In December 2003 the contract to build the dam and its associated structures was awarded to a consortium of Boguchandgesstroy, Soyuzgidrosptsstry and Soma Enterprise Ltd. Due to difficulties acquiring land around the site, construction could not begin in earnest until 13 months after the contract was awarded. Unexpected geological conditions at the dam site led to landslides and slower tunnel excavation. By November 2007, the river was successfully diverted and in April of the next year, the foundation was clear for construction. Before the foundation was fully prepared it was discovered that bedrock was reached 10 m sooner than expected. This led to an alteration in the dam's design for stability. While the dam was being re-designed, concrete was placed over the foundation to protect it from the upcoming monsoon floods as the cofferdams stood a good chance of not protecting the foundation from the strong floods. The re-design was completed in October 2008 and soon after the foundation was once again cleared. In May 2009, work was suspended because of the monsoon season and re-commenced in November of that year.

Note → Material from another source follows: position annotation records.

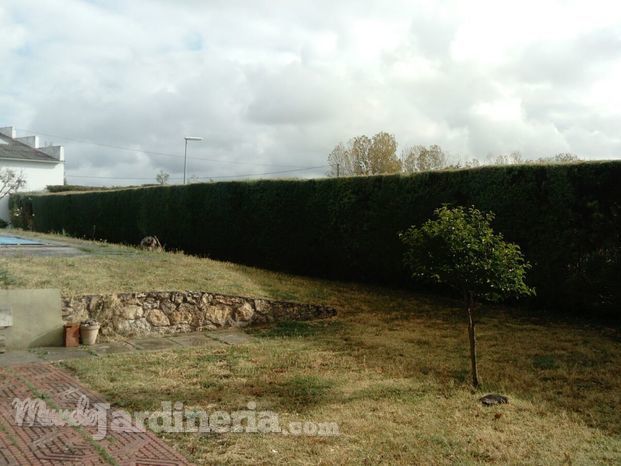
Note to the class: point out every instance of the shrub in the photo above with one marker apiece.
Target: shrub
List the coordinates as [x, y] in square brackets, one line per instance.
[345, 228]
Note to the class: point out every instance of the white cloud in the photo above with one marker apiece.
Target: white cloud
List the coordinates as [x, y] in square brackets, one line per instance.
[274, 84]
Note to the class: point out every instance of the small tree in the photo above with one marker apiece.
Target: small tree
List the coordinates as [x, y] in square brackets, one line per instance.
[460, 249]
[10, 181]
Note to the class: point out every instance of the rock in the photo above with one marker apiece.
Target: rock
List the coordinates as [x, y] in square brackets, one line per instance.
[131, 312]
[157, 318]
[218, 314]
[182, 315]
[244, 313]
[493, 399]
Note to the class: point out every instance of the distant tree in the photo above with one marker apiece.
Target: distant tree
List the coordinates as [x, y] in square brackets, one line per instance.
[421, 158]
[340, 162]
[162, 177]
[10, 181]
[563, 157]
[513, 158]
[460, 249]
[365, 156]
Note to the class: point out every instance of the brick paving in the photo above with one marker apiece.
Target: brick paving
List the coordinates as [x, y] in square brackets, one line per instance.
[37, 444]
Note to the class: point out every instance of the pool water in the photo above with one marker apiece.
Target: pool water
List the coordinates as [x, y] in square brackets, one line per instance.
[15, 241]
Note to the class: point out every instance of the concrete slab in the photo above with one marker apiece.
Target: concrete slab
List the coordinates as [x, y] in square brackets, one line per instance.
[37, 318]
[101, 349]
[230, 337]
[151, 344]
[54, 354]
[194, 339]
[14, 358]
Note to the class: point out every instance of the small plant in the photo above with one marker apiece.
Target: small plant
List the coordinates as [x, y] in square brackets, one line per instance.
[460, 249]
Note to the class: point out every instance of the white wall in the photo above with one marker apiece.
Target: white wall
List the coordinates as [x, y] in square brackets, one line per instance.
[37, 175]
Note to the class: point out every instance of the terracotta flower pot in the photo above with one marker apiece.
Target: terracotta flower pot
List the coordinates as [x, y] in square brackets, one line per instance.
[72, 335]
[88, 333]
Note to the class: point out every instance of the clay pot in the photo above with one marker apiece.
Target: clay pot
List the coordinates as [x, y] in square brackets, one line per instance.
[72, 335]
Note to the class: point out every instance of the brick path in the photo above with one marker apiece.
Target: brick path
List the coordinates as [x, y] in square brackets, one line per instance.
[62, 445]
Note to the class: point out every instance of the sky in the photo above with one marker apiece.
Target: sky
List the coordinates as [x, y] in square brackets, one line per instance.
[274, 85]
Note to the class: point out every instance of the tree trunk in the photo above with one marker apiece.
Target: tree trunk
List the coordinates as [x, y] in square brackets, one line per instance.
[473, 342]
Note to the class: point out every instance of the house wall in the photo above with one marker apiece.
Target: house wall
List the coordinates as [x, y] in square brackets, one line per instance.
[38, 176]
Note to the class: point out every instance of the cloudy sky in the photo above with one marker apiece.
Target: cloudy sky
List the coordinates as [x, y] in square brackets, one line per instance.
[273, 85]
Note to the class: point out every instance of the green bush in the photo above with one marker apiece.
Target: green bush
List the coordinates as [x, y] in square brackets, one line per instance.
[562, 216]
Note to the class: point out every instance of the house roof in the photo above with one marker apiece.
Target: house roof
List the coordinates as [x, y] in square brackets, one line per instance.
[16, 150]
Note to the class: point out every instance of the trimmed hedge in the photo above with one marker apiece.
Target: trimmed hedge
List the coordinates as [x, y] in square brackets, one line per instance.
[567, 218]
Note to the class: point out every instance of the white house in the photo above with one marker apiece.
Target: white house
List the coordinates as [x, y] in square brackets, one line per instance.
[40, 166]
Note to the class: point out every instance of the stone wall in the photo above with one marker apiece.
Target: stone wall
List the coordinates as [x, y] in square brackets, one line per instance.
[138, 314]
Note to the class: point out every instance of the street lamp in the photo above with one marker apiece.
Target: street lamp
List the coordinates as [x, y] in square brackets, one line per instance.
[185, 157]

As of November 2011, the dam reached an elevation of 138 m, just below the spillway elevation of 145 m. On 16 December 2011, construction equipment was halted by protests fueled by concerns of the project's environmental and social impacts on the downstream dwellers.

The construction cost has gone up by about ₹1,200 crore owing to forced suspension of work since December 2011. NHPC has already spent about ₹6,600 crore, according to a status report prepared by the company.

By mid-2023, the elevation of the dam had reached 210m above sea level.

In October 2023, another landslide impacted construction, as part of a hill collapsed into the reservoir, blocking a tunnel and stopping water flowing into the Subansiri river.

==Environmental impact==
Some environmental impacts unique to very large dams will result from completion of the Subansiri Project, both upstream and downstream of the dam site. These impacts will include ecosystem damage and loss of land.

The reservoir of the Subansiri Project will submerge a 47 km length of the Subansiri river and occupy 37.5–40 km2 which includes Himalayan subtropical pine forests, Himalayan subtropical broadleaf forests, part of the Tale Valley Wildlife Sanctuary, an elephant corridor and some subsistence agriculture fields.

Thirty eight families will be displaced when the dam's reservoir will be fully filled, according to official data.
- Downstream
Water flow downstream will be regulated by the dam which is expected to result in low releases (6 m^{3}/s) during winter and very high releases (2,560 m^{3}/s) when energy is being generated.

The project has met stiff resistance from several groups including All Assam Students’ Union and the Krishak Mukti Sangram Samiti, who are apprehensive about safety and the project’s downstream impact.